Alice: Actually...I was kind of hoping that you'd be the one hosting it. You're so comfortable in your own skin. Me -- I'm too shy. Besides. I don't even know how to talk, so how could I host it? My mind goes blank half the time, I get side tracked and forget where I was going. Can't organize my thoughts. And I constantly trip over my words too. Sometimes I even stutter. It's kind of embarrassing. Plus, let's face it, I'm such a misfit. I mean, isn't it obvious? Everyone here knows that I'm the outsider, I stick out like a sore thumb. So stiff and painfully self-conscious, while everyone else is so -- well, you especially -- comfortable in their own strangeness. My God, I wouldn't even know what to say.

Cheshire Cat: So you'd be PERFECT!

Alice: Hold on! That's not what I meant. I meant YOU. You'd be the perfect host and I'd make the perfect guest. At least one of them. Anything else would make me completely uncomfortable.

Cheshire Cat: But I thought you said you wanted a MAD Tea Party?

Alice: Yes, that's what I said.

Cheshire Cat: So there it is then. You'd be the most uncomfortable one, so you'd make the perfect host.

Alice: But.

Cheshire Cat: No buts. It's a Mad Tea Party. No masks allowed!

Alice: I'm already starting to regret this.

Cheshire Cat: Oh come on now. Put on your big girl pants.

Alice: I don't know about this... Well, maybe. I guess. But I'll have to think about it. Oh God. It's just that, I don't even know who to invite.

Cheshire Cat: Well, isn't it obvious? Only mad people, of course. No sane people allowed.

Alice: No sane people? 

Cheshire Cat: No way! There's NO ROOM AT THE TABLE for sane people. Only mad ones. Why would the sane ones even want to come? This is the MAD Tea Party after all. Didn't your Jesus say that He only came to heal the sick (Mt 9:12 -13)? You know, people that need a doctor, people that need help? Those with a couple of screws loose? People like you and me.
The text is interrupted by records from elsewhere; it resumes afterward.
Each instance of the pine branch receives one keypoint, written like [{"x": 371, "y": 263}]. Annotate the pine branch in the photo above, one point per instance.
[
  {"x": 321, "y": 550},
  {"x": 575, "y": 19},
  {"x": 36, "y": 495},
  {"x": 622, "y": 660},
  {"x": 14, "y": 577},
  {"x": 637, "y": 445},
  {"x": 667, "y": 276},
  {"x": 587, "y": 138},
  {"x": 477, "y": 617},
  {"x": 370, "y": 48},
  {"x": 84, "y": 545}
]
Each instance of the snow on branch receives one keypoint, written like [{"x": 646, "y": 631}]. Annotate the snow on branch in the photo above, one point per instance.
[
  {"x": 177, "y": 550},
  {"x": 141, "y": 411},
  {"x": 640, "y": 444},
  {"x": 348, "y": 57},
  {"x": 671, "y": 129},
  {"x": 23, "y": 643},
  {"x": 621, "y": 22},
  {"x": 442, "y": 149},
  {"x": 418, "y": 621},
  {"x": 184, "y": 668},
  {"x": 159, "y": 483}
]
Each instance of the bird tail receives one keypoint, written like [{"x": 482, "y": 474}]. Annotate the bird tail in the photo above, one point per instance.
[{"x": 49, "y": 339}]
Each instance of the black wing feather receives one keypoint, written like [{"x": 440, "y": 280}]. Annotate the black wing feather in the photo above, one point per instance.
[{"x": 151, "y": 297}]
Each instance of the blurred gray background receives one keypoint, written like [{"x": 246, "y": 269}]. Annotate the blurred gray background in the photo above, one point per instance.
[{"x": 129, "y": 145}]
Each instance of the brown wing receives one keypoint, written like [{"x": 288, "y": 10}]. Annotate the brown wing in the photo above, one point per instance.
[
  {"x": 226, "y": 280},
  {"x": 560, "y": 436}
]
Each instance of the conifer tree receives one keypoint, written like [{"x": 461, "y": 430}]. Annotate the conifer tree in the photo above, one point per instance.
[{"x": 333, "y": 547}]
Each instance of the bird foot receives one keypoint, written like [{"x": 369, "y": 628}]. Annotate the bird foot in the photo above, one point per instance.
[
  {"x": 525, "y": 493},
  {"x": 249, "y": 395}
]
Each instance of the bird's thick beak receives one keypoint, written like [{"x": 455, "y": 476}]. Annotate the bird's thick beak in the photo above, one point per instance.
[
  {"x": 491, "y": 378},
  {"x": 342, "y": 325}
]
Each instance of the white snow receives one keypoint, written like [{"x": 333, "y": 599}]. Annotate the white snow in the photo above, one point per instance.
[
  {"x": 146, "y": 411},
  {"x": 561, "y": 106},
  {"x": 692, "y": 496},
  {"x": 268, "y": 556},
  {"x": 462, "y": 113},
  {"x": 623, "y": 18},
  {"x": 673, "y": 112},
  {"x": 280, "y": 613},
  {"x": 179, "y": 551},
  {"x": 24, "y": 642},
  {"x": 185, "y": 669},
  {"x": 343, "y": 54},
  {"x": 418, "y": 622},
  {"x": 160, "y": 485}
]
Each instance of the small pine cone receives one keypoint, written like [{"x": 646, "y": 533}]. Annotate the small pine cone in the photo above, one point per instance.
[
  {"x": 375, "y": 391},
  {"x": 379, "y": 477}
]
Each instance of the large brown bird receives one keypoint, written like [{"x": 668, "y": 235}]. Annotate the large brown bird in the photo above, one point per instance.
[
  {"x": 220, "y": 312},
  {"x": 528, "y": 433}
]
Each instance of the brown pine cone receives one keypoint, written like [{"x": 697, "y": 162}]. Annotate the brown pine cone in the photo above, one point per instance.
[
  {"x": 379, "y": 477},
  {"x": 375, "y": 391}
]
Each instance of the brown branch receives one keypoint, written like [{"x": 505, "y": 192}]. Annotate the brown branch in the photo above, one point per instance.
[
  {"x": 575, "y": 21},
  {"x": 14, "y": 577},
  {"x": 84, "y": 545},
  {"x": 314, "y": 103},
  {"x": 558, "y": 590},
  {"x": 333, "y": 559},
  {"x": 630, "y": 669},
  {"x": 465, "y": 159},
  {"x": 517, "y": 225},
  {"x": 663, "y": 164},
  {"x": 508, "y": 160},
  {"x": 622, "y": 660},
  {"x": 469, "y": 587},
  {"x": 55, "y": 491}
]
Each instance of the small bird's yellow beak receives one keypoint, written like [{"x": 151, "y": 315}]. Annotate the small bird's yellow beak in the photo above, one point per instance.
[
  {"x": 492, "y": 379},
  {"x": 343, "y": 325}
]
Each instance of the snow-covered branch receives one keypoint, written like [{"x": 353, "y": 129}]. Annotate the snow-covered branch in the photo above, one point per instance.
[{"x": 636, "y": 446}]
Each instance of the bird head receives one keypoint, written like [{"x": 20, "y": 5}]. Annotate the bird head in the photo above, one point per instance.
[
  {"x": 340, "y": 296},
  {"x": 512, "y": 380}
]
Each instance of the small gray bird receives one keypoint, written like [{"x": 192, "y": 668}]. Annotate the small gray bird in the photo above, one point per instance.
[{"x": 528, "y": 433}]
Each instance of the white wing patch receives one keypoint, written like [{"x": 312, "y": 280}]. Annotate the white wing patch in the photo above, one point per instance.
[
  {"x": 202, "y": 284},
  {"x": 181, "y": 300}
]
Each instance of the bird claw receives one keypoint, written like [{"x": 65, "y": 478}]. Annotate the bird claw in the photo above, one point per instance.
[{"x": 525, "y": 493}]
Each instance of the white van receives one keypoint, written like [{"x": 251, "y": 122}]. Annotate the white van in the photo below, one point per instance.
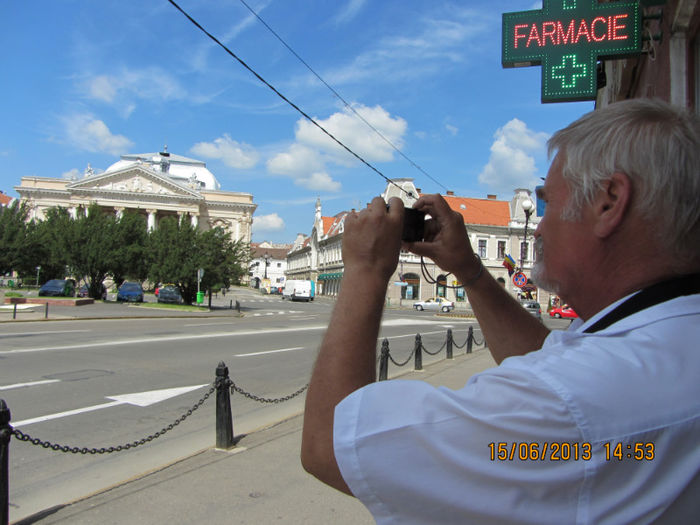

Alice: Right. That's true. So what type of crazy are we talking about?

Cheshire Cat: Oh, you know, a little this and that. Starting off with your regular nut jobs, addicts, thieves, liars, losers, whores, killers, freaks of all sorts, you name it. The list is long, as you know. Plenty of nuttiness to go around.

Alice: Yeah.

Cheshire Cat: Ok. It's settled then. Wonderful. Tell me Alice, once you have all your nut jobs gathered together around one table, which God would your guests be allowed to talk about? There are so many. Would it be the God of Christianity? Or Islam? Or Buddhism? Or perhaps even the God of Atheism? Who, by the way, is an interesting one. Such a noise maker. "I don't exist!" he always screams, so loud that it makes my ears hurt. Personally I don't believe in his non-existence at all. I think he's just fooling himself.

Alice: Oh, I don't know. I just want to talk about my God. I don't mind if others want to talk about theirs. It doesn't bother me. In fact, I think I'd find it quite interesting. I might learn a thing or two. As long as I can have my opinion and don't have to pretend to believe everything that everyone else says.

Cheshire Cat: Exactly. It doesn't matter which God people want to talk about. This is the Mad Tea Party. There are no rules. None ... Or. If there are, we quickly turn them on their heads, and then, make new ones! Yes. We have many rules, but none at all. The main thing is that everyone talks. All the time. That's the only rule. You must talk. Unless, of course, you want to be quiet. Which would be the ONLY EXCEPTION TO THE RULE.

Alice: You're not making any sense.

Cheshire Cat: We have our basics covered then.